Bride of The Monster/Fun Facts
From The Grindhouse Cinema Database
- Producer Donald E. McCoy strongly disagreed with the use of nuclear warheads. He only agreed to finance the film if Edward D. Wood Jr. rewrote his original script, and made it end with a nuclear explosion as a warning against the use of nuclear weapons.
- This was Edward D. Wood Jr.'s only financially successful film upon original release.
- When Vornoff has Janet Lawton strapped to the table, he tells her she is about to become "The Bride of the Atom". "The Bride of the Atom" was this film's working title.
- Edward D. Wood Jr. credited Alex Gordon with co-writing the story and screenplay as thanks for giving him the idea. Gordon actually contributed nothing to the script.
- The prop octopus was stolen from Republic Studios and was constructed for the John Wayne film Wake of the Red Witch (1948). The motor which controlled the octopus' tentacles was not stolen with it, as is obvious to the casual viewer. Additionally, one of the tentacles was torn off in the process of stealing it out of the property room.
- Stuntman Eddie Parker's participation in this film is still debatable. The story that he doubled Bela Lugosi stems from amateur fanzines in the early 1960s, and the assumption that Parker doubled Lugosi in Frankenstein Meets the Wolf Man (1943). He didn't. Parker doubled Lon Chaney Jr. as the Wolf Man; Australian actor/stuntman Gil Perkins doubled the Monster.
- Tony McCoy was cast in the male lead role, primarily because his father, Arizona entrepreneur Donald E. McCoy, was the owner of Packing Service Corp. (a meat packing concern), and was a major investor in the film.
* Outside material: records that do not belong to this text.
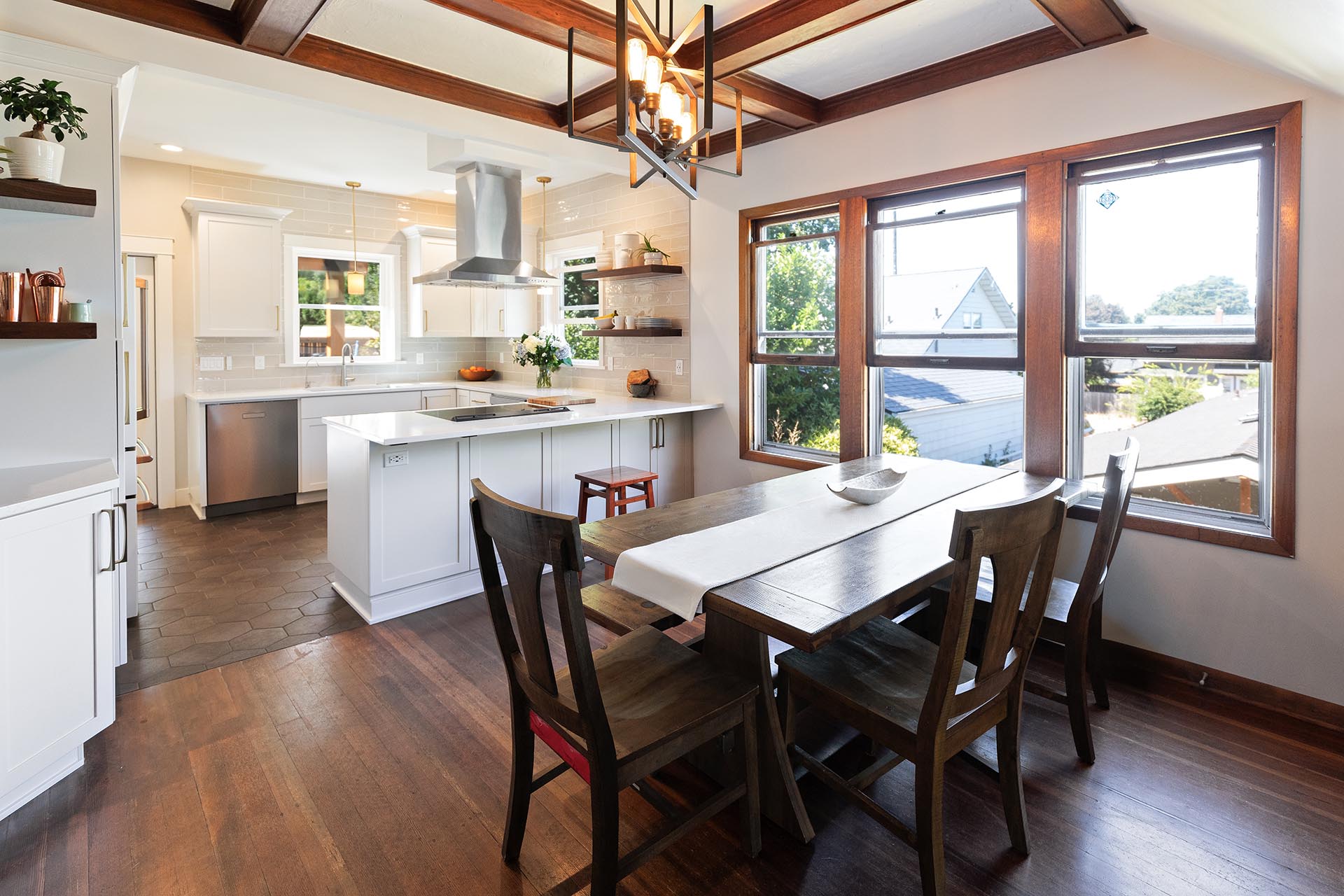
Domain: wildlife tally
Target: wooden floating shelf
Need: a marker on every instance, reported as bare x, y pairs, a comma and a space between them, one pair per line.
631, 273
648, 331
51, 199
36, 330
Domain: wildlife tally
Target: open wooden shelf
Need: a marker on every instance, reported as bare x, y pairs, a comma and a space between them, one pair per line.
36, 330
51, 199
650, 331
629, 273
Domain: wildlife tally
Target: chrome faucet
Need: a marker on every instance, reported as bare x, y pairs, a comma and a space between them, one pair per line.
346, 351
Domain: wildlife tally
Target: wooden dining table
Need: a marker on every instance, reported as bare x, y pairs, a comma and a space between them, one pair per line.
813, 599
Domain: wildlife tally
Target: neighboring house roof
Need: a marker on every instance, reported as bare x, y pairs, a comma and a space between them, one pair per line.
906, 390
1215, 429
930, 301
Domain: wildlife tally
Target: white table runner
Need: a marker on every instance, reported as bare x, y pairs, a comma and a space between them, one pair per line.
676, 573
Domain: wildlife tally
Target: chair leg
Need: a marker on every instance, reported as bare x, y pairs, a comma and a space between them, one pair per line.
1008, 738
606, 830
752, 778
519, 786
929, 827
1075, 696
1094, 660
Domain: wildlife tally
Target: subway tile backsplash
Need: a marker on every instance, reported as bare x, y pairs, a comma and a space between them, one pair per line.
604, 203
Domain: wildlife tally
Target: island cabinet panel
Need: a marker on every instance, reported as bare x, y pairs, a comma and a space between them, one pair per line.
413, 540
663, 447
58, 629
578, 449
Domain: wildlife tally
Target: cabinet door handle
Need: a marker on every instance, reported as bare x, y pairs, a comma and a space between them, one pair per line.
125, 533
112, 531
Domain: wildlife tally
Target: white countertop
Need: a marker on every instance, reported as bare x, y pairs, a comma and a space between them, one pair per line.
402, 428
26, 488
279, 394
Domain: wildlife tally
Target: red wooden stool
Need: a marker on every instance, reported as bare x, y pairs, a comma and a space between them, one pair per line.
610, 484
- Wood began shooting ‘Bride of the Atom’ in October, 1954 on a tiny sound stage in Los Angeles called Ted Allan Studios. He ran out of money after just three days and had to shut down production.
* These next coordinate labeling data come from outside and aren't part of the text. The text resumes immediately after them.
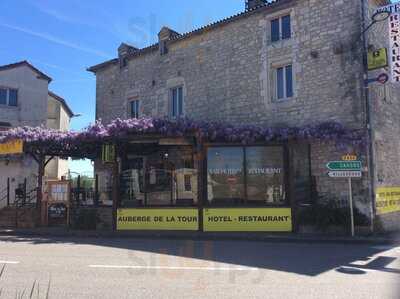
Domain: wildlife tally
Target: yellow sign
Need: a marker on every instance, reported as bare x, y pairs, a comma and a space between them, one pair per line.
387, 200
349, 157
108, 153
377, 59
248, 220
12, 147
157, 219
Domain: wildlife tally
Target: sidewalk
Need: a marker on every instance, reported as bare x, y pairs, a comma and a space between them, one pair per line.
388, 239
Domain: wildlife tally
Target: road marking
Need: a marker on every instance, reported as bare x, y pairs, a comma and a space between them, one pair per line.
9, 262
174, 268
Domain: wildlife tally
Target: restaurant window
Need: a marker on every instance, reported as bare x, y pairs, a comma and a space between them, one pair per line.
246, 176
135, 109
161, 178
225, 175
265, 175
281, 28
9, 97
284, 82
176, 102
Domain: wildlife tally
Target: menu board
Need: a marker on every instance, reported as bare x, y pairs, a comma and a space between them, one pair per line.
130, 184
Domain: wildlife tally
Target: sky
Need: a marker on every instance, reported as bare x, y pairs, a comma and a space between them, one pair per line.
63, 38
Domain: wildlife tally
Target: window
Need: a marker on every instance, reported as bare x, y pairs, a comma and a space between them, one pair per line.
281, 28
158, 178
12, 97
176, 106
246, 175
225, 175
284, 82
8, 97
134, 108
265, 175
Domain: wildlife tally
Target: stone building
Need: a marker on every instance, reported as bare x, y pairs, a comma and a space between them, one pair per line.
279, 63
25, 100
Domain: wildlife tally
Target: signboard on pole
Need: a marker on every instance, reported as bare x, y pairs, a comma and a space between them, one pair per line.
108, 153
394, 40
12, 147
377, 59
344, 165
348, 168
345, 174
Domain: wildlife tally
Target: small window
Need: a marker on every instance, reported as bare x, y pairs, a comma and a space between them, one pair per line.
284, 82
176, 102
135, 106
286, 30
275, 30
9, 96
188, 182
281, 28
3, 96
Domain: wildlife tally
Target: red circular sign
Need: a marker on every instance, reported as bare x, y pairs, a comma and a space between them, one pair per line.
382, 78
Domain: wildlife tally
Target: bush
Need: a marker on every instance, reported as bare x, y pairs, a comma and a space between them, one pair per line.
329, 214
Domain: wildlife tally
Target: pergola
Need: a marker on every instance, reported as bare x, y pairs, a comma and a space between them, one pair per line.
43, 144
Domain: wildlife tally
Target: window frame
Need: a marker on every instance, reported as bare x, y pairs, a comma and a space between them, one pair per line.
280, 18
137, 107
8, 91
245, 204
275, 70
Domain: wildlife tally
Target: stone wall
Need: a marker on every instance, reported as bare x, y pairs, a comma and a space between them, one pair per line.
227, 75
226, 72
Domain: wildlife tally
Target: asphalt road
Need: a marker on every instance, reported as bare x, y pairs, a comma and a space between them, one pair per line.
135, 268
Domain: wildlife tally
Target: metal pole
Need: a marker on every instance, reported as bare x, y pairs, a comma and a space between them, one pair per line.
8, 192
96, 190
351, 208
78, 190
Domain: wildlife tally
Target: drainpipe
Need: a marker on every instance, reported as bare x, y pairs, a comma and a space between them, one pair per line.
368, 119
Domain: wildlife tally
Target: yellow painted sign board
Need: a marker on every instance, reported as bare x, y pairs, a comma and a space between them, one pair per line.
377, 59
158, 219
248, 220
12, 147
387, 200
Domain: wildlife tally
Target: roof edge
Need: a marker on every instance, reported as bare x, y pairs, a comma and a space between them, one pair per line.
63, 103
201, 30
26, 63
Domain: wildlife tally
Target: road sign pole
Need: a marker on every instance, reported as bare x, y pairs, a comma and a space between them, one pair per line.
351, 208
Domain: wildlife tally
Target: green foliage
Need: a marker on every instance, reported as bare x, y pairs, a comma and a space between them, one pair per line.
324, 215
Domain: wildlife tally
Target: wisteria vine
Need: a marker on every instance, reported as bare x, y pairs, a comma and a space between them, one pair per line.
119, 129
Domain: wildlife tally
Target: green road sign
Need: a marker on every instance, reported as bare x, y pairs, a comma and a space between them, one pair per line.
344, 165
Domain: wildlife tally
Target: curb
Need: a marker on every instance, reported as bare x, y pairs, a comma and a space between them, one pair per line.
293, 238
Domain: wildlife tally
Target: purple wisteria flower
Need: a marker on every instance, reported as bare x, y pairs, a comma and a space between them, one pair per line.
97, 133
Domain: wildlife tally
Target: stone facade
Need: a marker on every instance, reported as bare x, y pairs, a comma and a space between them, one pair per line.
35, 108
226, 71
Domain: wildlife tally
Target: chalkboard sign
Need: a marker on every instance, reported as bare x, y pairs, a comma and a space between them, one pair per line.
130, 184
57, 214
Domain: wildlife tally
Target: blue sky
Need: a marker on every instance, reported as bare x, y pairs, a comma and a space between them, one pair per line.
63, 38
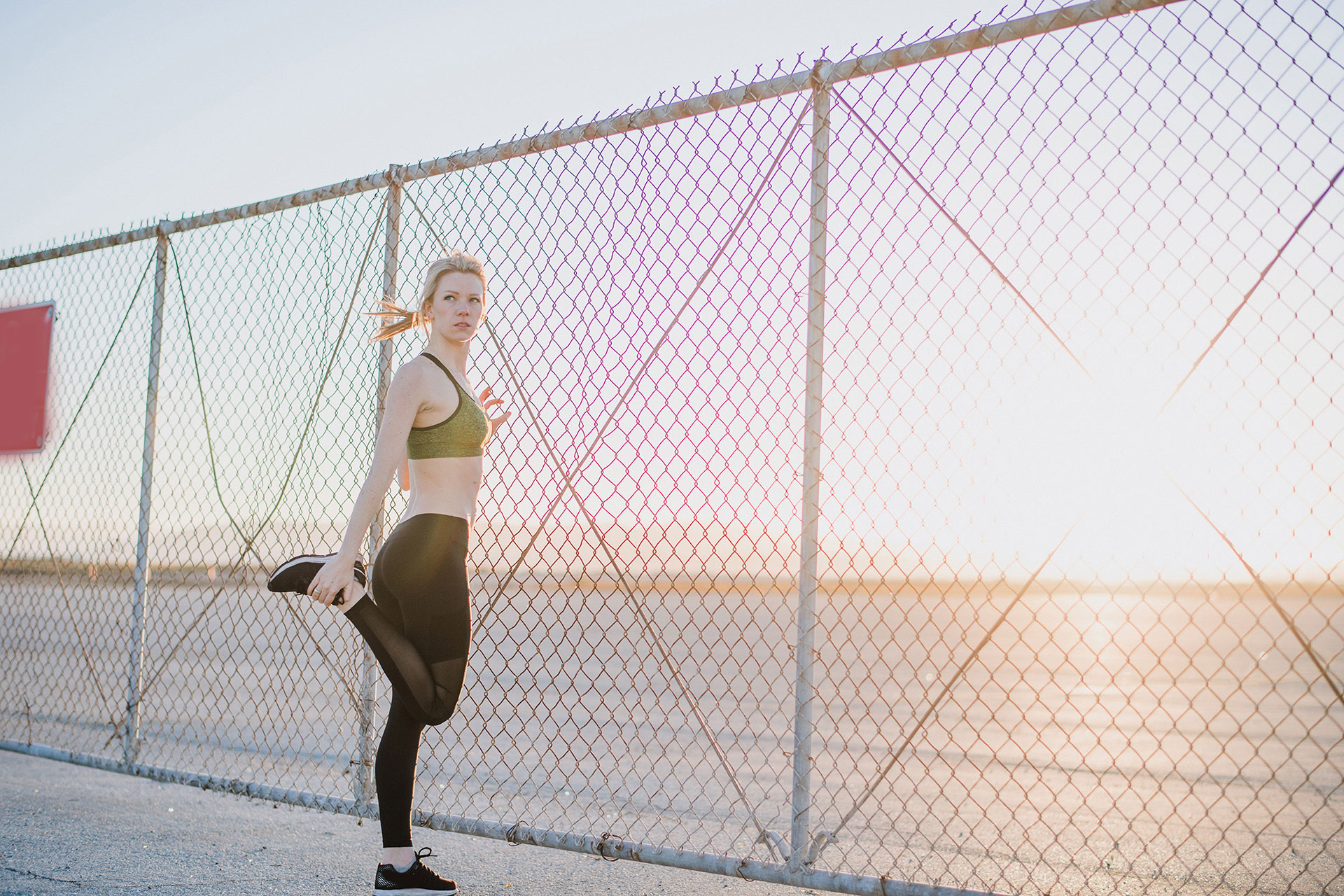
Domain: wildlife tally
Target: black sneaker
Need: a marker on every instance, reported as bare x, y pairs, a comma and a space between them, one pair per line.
416, 880
296, 574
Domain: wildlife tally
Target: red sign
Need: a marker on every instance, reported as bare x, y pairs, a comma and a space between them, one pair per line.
24, 358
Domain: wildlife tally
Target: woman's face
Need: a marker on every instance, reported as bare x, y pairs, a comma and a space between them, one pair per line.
457, 307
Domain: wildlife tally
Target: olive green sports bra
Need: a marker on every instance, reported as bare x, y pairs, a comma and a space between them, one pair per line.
463, 434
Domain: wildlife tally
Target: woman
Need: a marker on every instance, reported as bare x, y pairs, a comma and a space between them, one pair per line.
417, 615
- According to Paul Marco, Edward D. Wood Jr. thought that Bela Lugosi's memory might not be very good so for Lugosi's huge speech in Bride of the Monster, Wood had the prop man make cue cards. Lugosi, upset, insisted he didn't need cue cards and he would "memorize it." Wood still insisted on the cue cards telling Lugosi, "We have to be safe." Bela Lugosi went to Paul Marco for help. He had Marco promise not to show him the cue cards during the scene. Paul Marco held the cards at his side the whole time and Lugosi never looked over once. Bela Lugosi gave a sensational performance and the whole crew got up and applauded.